2.1 Animals and experimental protocols
Seven-week-old male spontaneously hypertensive rats (SHRs; 190±10 g) and
Wistar Kyoto rats (WKYs; 200±10 g) were purchased from Beijing Wei Tong
Lihua Experimental Animal Center. Ten-week-old male C57BL/6 mice (25±2
g) were purchased from the Laboratory Animal Center of Xi’an Jiaotong
University. Animals were housed in a room with a controlled environment
(12/12-h light/dark cycle, 22-25°C, 50-60% relative humidity) with free
access to normal diet and water. After study, all animals were
anesthetized by inhalation of 1-2.5% isoflurane, and then euthanized by
cervical dislocation. All animal experimental protocols were approved by
the local and national ethical committee and conformed to NIH guidelines
and the recommendations made by the British Journal of Pharmacology.

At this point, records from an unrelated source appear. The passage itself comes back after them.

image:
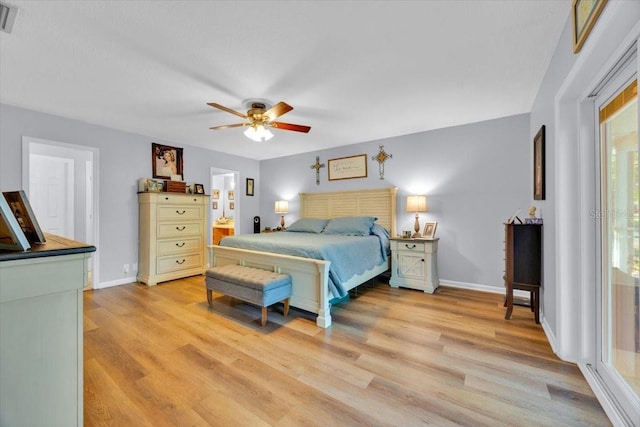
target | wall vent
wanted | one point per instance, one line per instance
(7, 17)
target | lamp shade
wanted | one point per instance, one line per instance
(282, 206)
(258, 133)
(416, 203)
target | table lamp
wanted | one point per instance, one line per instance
(417, 204)
(282, 207)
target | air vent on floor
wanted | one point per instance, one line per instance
(7, 17)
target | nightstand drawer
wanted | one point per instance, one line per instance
(179, 229)
(178, 213)
(178, 246)
(408, 246)
(180, 262)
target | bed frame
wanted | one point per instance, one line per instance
(310, 277)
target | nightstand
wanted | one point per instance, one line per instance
(414, 264)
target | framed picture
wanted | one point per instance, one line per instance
(430, 229)
(21, 209)
(11, 235)
(538, 165)
(584, 14)
(249, 186)
(348, 167)
(153, 185)
(166, 161)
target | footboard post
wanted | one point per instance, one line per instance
(324, 310)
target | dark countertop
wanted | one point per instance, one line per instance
(54, 246)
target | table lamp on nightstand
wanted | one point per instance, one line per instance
(282, 207)
(417, 204)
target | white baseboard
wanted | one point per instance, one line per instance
(604, 396)
(483, 288)
(112, 283)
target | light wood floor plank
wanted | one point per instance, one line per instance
(161, 356)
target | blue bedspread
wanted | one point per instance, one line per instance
(349, 255)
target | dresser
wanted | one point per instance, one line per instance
(41, 355)
(414, 264)
(172, 236)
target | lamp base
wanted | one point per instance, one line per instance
(416, 227)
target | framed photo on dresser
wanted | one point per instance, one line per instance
(21, 208)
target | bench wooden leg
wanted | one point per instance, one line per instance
(264, 316)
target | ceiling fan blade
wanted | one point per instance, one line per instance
(278, 110)
(235, 125)
(289, 126)
(228, 110)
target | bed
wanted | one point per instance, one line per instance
(313, 288)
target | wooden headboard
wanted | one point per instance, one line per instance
(380, 203)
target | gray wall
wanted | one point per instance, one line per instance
(123, 158)
(475, 176)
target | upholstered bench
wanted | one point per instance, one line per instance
(253, 285)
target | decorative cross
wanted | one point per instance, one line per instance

After 1 week of adaptation, SHRs were randomly divided into 3 groups of
8 rats each: recombinant adeno-associated virus (rAAV)-miR-26a (150 μl,
i.v.); rAAV-GFP (150 μl, i.v.) (a total dose of viral particles was
2 × 1011 v.g.; the rAAV vectors we used were rAAV of
type-9; rAAV of miR-26a and vector controls was synthesized by Han Heng
Biotechnology, China); and SHR-Ctrl (normal saline 150 μl, i.v.). Six
WKY rats were normal controls (normal saline 150 μl, i.v.). Systolic
blood pressure (SBP) of the caudal artery of rats was measured every 3
to 5 days by using a non-invasive BP analysis system (BP-2000 SERIESII,
Visitech, USA). After 3 weeks, plasma and thoracic aortas of rats were
collected.
For mice experiments, C57BL/6 mice (n = 6 per group) received AngII
(Merck, USA, 2.0 mg/kg/d) or normal saline subcutaneously by implanted
ALZET® 2002 minipumps under isoflurane anesthesia. Two weeks later,
plasma and thoracic aortas of mice were collected.